Die genaue Abgrenzung des Projektbegriffs ist nicht immer eindeutig. Wir definieren hier das eigentliche Projekt vom Erhalt eines Auftrags zur Projektdurchführung bis hin zur Abnahme und Übergabe eines fertigen Produkts:
Dem eigentlichen Projekt geht immer voraus, dass von einem Auftraggeber eine Entscheidung getroffen wird, ein Projekt durchzuführen. Ist der Auftraggeber extern, so gibt es meist eine Anfrage (z.B. in Form einer Ausschreibung). Daraufhin legen potentielle (und eingeladene) Bieter entsprechende Angebote, von denen eines (in Sonderfällen auch keines) einen Zuschlag erhält, was zu einer Auftragserteilung und damit in Folge zu einem (externen) Projekt führt.

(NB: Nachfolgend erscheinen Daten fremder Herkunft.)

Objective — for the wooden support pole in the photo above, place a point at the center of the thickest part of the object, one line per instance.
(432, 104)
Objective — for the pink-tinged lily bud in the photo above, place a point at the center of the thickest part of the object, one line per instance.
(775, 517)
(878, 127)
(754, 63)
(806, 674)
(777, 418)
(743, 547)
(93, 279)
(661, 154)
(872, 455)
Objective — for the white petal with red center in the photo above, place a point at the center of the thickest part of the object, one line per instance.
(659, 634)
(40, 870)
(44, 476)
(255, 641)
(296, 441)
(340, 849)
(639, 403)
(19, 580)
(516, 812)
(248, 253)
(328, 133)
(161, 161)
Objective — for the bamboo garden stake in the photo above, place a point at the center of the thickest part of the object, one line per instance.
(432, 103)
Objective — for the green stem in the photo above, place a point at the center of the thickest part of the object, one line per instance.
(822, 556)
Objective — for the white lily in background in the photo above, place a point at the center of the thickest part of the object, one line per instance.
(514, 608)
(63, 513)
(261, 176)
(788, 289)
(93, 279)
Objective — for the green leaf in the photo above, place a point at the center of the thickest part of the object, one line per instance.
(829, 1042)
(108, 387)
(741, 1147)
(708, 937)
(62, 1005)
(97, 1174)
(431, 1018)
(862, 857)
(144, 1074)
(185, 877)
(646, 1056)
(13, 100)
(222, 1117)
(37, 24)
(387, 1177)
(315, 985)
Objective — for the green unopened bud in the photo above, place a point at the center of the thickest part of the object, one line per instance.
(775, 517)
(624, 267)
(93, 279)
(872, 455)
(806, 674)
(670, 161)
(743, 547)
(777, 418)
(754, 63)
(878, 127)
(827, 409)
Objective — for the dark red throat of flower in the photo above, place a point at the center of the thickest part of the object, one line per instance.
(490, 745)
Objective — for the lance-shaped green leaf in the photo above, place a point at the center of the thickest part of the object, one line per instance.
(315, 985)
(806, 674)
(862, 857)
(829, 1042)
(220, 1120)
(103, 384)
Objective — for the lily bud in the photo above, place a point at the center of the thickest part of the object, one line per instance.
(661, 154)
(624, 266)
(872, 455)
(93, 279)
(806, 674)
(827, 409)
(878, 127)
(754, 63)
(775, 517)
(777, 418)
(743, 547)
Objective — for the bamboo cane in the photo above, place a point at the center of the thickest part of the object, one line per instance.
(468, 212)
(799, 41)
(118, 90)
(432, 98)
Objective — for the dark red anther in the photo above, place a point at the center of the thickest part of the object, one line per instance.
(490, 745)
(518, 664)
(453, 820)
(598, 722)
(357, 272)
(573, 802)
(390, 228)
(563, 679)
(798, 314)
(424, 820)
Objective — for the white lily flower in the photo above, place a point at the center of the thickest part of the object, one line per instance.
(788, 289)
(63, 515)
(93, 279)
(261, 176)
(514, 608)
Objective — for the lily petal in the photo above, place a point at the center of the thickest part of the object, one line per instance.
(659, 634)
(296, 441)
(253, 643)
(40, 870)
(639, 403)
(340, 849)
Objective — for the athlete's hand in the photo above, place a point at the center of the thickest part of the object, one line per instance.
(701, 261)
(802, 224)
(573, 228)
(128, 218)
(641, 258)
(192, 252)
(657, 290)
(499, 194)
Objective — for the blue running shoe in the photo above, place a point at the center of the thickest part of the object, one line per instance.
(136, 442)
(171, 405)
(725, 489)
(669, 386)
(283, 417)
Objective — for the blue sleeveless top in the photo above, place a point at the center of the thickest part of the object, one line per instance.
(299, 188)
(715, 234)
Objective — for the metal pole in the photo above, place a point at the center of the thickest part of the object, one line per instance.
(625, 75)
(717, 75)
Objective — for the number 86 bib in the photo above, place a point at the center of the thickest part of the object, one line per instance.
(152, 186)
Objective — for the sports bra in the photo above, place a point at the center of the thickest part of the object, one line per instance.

Ist der Auftraggeber intern, so kann es zu einem Projekt kommen, wenn es eine Projektidee oder eine Notwendigkeit, z.B. aus einer strategischen Planung oder durch eine Gesetzesänderung, gibt. Oft folgt darauf eine Vorprojektphase, in der – speziell bei unbekannten Technologien etc. – die Machbarkeit der Projektidee überprüft und ein Kostenrahmen geschätzt wird. Fällt die Entscheidung positiv aus, kommt es zum (internen) Projekt.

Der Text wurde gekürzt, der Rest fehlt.